Le reste de la proposition consiste à contraindre les pays étrangers à accepter des bons du Trésor de qualité inférieure en brandissant la puissance militaire et géopolitique des États-Unis. La situation rappelle peut-être les années 1960 lorsque l'Allemagne, désireuse de préserver le système de Bretton Woods, avait volontairement payé les frais de change pour faire stationner des soldats américains en Allemagne. Ou encore 1991, lorsque le Koweït et l'Arabie saoudite avaient transféré assez d'argent aux États-Unis pour payer les coûts de la guerre contre l'Irak, compensant ainsi pleinement le déficit commercial américain.

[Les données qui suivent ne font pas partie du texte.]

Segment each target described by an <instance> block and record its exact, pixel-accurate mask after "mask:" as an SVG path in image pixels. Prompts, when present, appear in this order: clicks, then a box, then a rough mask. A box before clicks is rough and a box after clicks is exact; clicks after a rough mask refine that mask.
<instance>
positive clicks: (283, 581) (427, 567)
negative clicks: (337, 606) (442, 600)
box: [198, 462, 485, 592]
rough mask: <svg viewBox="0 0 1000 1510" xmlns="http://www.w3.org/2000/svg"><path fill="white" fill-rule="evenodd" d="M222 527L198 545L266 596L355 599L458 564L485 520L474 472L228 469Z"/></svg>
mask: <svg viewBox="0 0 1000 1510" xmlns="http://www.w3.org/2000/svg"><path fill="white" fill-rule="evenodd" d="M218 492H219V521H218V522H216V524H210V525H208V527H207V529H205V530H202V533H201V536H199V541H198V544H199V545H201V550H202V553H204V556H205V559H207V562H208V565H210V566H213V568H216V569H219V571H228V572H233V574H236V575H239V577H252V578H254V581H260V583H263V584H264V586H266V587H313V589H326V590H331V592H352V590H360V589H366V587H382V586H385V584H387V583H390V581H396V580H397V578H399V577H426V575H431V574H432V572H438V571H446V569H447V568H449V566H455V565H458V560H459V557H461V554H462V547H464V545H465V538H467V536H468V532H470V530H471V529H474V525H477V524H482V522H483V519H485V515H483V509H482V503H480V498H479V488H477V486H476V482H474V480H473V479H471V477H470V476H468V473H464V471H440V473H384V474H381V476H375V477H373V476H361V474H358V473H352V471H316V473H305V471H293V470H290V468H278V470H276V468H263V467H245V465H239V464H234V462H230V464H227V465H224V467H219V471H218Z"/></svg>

Mais à l'époque, les États-Unis bénéficiaient de la bienveillance de leurs alliés ; les Allemands et les Koweïtiens avaient agi de leur plein gré. Ces derniers temps, nous nous sommes évertués à abandonner le leadership géopolitique américain et il n’y a peu, voire plus du tout, de bonne volonté ou de capital politique sur lesquels nous pouvons nous appuyer. La proposition de l'Accord de Mar-a-Lago paraît plus coercitive. Comme l'Empire romain exigeant un tribut des territoires occupés par ses légions. Viennent ensuite le déclin et la chute. »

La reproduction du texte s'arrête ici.